Richard E. (Rick) Mohler is a practicing architect, activist and Associate Professor of Architecture at the University of Washington where he teaches graduate level design studios and serves as the graduate program coordinator. He received his B.A. and Master of Architecture degrees from the University of Pennsylvania where he was recognized with top awards for outstanding design studio and master’s thesis work. Following graduation he worked for notable firms in Philadelphia and Princeton, NJ including Kelbaugh and Lee, Mitchell Giurgola and Venturi, Rauch and Scott Brown where he was a member of the winning competition team for the extension to the National Gallery in London.
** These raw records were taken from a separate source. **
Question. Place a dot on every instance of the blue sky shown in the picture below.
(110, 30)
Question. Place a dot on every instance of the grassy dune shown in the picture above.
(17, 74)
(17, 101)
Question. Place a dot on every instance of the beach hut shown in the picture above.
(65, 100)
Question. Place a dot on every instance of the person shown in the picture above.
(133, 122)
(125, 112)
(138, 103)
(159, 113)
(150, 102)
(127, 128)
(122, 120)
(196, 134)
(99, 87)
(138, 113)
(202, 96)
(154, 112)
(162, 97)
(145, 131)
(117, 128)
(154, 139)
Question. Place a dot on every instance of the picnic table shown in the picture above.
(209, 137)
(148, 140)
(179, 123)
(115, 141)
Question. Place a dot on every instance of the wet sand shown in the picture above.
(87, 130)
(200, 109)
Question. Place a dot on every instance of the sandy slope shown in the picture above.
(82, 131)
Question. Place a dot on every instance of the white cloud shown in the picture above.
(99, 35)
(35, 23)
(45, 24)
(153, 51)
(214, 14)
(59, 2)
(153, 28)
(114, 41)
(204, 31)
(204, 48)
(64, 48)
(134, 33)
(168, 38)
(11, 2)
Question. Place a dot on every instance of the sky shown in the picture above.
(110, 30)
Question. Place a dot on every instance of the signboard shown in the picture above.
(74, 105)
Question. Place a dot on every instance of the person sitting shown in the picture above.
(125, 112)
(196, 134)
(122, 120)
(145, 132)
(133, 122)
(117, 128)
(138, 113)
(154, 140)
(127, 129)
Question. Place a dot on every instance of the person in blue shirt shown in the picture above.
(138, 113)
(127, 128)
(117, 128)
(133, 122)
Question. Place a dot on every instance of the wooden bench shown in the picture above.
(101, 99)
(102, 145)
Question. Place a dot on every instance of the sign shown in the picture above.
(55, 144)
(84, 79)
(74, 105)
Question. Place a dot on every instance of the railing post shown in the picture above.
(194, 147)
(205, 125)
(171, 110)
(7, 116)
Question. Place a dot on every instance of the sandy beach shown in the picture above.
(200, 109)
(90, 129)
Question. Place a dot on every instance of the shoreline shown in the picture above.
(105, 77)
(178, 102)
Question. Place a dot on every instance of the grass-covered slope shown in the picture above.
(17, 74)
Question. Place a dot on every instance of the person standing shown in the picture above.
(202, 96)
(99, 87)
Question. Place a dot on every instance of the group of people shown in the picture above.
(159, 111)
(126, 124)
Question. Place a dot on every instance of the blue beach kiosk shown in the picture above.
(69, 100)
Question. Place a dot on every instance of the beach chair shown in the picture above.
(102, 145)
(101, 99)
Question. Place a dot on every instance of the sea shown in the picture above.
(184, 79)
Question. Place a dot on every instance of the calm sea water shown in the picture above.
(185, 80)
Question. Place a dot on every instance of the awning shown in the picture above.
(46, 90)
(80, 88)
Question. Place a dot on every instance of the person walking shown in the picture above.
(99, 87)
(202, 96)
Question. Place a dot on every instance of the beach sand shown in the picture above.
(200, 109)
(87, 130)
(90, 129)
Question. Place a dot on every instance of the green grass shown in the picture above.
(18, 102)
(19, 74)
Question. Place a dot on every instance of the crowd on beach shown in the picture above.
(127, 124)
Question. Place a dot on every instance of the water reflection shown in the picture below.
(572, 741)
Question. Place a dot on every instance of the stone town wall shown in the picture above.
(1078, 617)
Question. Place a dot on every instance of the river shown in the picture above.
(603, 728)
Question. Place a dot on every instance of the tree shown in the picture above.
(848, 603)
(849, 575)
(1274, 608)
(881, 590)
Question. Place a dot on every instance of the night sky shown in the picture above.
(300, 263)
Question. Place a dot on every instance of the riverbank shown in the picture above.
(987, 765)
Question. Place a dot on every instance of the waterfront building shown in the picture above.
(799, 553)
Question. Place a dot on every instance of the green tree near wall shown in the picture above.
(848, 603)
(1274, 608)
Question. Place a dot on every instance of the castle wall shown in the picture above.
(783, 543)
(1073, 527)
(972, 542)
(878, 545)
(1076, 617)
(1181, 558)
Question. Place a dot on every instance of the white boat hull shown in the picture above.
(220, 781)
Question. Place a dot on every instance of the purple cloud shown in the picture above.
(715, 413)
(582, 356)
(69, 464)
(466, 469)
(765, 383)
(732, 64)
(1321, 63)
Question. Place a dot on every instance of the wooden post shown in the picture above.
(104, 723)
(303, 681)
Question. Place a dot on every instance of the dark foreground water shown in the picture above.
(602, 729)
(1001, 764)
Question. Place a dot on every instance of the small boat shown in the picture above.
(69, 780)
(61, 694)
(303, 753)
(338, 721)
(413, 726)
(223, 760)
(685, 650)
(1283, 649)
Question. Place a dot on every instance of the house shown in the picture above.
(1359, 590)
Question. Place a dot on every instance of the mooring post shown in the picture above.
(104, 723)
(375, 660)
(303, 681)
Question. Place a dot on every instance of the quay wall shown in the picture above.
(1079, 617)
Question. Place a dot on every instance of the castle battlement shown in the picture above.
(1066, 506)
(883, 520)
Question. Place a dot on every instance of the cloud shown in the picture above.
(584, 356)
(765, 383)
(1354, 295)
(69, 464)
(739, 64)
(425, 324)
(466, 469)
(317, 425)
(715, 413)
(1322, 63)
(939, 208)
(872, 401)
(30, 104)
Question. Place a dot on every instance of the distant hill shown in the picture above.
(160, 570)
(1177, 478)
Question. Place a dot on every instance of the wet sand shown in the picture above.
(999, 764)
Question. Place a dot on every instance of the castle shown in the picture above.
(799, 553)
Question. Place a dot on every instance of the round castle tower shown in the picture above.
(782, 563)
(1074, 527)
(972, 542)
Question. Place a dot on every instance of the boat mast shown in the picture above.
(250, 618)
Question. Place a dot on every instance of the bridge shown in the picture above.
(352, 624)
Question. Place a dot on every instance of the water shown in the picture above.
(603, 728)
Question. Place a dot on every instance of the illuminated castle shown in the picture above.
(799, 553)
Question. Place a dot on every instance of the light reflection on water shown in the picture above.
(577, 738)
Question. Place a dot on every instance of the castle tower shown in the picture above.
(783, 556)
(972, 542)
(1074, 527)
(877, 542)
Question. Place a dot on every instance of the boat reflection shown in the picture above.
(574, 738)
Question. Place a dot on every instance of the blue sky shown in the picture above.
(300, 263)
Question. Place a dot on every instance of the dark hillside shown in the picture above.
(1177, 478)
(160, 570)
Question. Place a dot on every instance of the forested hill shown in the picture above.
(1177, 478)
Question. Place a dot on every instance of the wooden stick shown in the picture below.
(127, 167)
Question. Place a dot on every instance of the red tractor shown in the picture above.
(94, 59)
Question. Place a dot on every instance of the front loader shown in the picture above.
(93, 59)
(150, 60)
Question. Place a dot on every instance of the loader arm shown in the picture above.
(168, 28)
In 1986 he relocated to Seattle to join the University of Washington architecture faculty and Olson Sundberg Architects (now Olson Kundig). In 1991, he co-founded Adams/Mohler Architects (now Mohler + Ghillino Architects). The firm, which engages in residential, commercial adaptive re-use, and commercial interior design projects, has been recognized through multiple AIA awards and numerous regional and national design publications.

Professor Mohler maintains that the nexus between residential land use, urban design, and transportation is key to a sustainable future. Through his own firm and with other firms and individuals he has collaborated on winning submittals to several urban design and housing competitions in Philadelphia, Seattle and Montreal. His own house, the Flip/Flop House(s) has been recognized by Seattle AIA’s Future Shack and Project of the Month programs and was featured on the cover of Builder magazine’s issue on housing innovation and named one of the top ten houses of 2010 by the same publication. Through teaching he has investigated these issues through multiple design studios focused on Seattle’s multifamily land use code and transit oriented development (TOD) in Seattle and surrounding jurisdictions.

Professor Mohler has been active in civic, community and professional organizations throughout his career. He is a founding co-chair of the AIA Seattle Future Shack program, which recognizes innovative solutions to single and multi-family housing, and has served as a juror, moderator and co-chair of AIA Honor Awards programs in Seattle and elsewhere around the country. He was the vice president and land use chair of the Madrona Community Council, design committee member of the Friends of McDonald School Playground and received a mayoral appointment to the Downtown Project Review Panel for Seattle’s CAP Initiative.